Answer
The solutions are $(1+\sqrt{15},7+2\sqrt{15})$ and $(1-\sqrt{15},7-2\sqrt{15})$.
Work Step by Step
The given system is
$y=x^2-9$ ...... (1)
$y=2x+5$ ...... (2)
Subtract equation (2) from equation (1).
$\Rightarrow y-y=x^2-9-(2x+5)$
$\Rightarrow y-y=x^2-9-2x-5$
Simplify.
$\Rightarrow 0=x^2-2x-14$
Add $15$ to each side.
$\Rightarrow 0+15=x^2-2x-14+15$
Simplify.
$\Rightarrow 15=x^2-2x+1$
Write the right side terms as square of the polynomial.
$\Rightarrow 15=(x-1)^2$
Take square root on each side.
$\Rightarrow \pm\sqrt{15}=x-1$
Add $a$ to each side.
$\Rightarrow 1\pm\sqrt{15}=x-1+1$
Simplify.
$\Rightarrow 1\pm\sqrt{15}=x$
Substitute $1+\sqrt{15}$ for $x$ in equation (2).
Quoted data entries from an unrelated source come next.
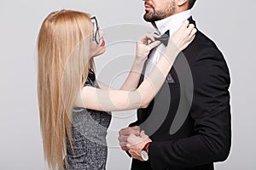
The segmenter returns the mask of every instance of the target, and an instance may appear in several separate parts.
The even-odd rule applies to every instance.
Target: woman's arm
[[[134,91],[103,90],[84,87],[76,105],[88,109],[112,111],[147,107],[160,89],[178,53],[194,39],[196,30],[186,21],[169,40],[162,57],[149,76]]]
[[[139,79],[151,49],[160,44],[160,41],[154,41],[160,36],[153,33],[147,33],[137,41],[136,58],[131,70],[125,81],[120,90],[134,90],[137,88]]]
[[[150,50],[160,44],[160,41],[154,41],[155,37],[159,37],[159,36],[153,33],[147,33],[137,41],[136,58],[128,76],[119,88],[120,90],[131,91],[137,88],[144,63],[148,59]],[[97,82],[102,89],[113,90],[110,86],[108,86],[98,80]]]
$\Rightarrow y=2(1+\sqrt{15})+5$
Simplify.
$\Rightarrow y=2+2\sqrt{15}+5$
$\Rightarrow y=7+2\sqrt{15}$
Substitute $1-\sqrt{15}$ for $x$ in equation (2).
$\Rightarrow y=2(1-\sqrt{15})+5$
Simplify.
$\Rightarrow y=2-2\sqrt{15}+5$
$\Rightarrow y=7-2\sqrt{15}$
Hence, the solutions are $(1+\sqrt{15},7+2\sqrt{15})$ and $(1-\sqrt{15},7-2\sqrt{15})$.